I think it's something that we are obviously considering, but I don't have any news on that right now, but it is something that we are considering. At the moment, our manufacturing sites are sufficient for our foreseeable supply needs in the future, but it's certainly something we would consider as time goes on.

This concludes the Q&A session. Before I ask Mr. Phil Serlin to go ahead with his closing statement, I would like to remind participants that a replay of this call is scheduled to begin 2 hours after the conference. In the U.S., please call 1 (888) 295 2634. In Israel, please call (03) 9255-904. And internationally, please call 9723-9255-904. Mr. Serlin, would you like to make your concluding statement.

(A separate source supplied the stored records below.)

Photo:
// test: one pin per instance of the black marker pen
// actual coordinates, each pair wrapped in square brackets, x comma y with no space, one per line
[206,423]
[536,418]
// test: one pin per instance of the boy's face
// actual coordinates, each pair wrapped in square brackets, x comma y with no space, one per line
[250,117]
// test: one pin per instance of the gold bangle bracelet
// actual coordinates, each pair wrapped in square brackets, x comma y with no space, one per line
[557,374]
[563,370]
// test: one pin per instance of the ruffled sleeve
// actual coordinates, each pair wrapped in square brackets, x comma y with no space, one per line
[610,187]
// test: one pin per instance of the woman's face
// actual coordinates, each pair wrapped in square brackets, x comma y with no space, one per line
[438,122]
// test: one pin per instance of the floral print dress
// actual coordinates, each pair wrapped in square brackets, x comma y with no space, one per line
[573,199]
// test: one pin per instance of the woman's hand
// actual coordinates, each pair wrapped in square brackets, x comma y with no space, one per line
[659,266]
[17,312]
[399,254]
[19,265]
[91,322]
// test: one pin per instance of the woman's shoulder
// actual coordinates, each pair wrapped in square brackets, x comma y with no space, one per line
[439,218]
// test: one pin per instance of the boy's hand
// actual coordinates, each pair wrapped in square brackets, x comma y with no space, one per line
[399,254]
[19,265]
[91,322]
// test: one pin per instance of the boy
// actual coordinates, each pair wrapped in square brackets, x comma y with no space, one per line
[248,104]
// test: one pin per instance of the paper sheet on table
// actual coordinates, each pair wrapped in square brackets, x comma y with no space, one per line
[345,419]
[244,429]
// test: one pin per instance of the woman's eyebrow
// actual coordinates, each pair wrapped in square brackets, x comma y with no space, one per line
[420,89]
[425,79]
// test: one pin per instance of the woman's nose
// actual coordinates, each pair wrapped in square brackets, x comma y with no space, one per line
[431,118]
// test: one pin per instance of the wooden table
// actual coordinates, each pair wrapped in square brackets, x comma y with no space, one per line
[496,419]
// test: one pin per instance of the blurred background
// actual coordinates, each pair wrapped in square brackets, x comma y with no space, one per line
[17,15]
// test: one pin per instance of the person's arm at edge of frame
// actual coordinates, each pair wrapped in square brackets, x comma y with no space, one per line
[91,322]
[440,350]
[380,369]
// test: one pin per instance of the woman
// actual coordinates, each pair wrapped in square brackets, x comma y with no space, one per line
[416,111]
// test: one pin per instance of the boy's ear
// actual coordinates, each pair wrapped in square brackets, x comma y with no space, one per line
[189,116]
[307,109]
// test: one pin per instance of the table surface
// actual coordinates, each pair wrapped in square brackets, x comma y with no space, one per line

Yes, I would. Thank you. Before closing today's call, I want to thank everyone again for taking the time to join us for what is the most important achievements in the company's history to date. As mentioned, we have been advancing pre-commercial activities in anticipation of FDA approval of APHEXDA. And as a result, we are well positioned to hit the ground running and look forward to entering the market in the next few weeks. While we have been laser focused on executing a successful launch of APHEXDA, we have continued to advance important lifestyle growth areas from motixafortide with our clinical partners, including a bridging study in China for stem cell mobilization in multiple myeloma that can support approval in Asian territories, 2 large randomized Phase II and Phase II/III studies in first-line metastatic pancreatic cancer and a Phase I study in stem cell mobilization for gene therapies in sickle cell disease. We believe these programs, together with today's approval in stem cell mobilization for multiple myeloma patients reflect the potential versatility of motixafortide to improve patient outcomes across a range of complex diseases while creating enduring value for our shareholders. Thank you again for your continued interest in BioLineRx, and have a good day.

Thank you. This concludes the BioLineRx Investor Call. Thank you for your participation. You may go ahead and disconnect.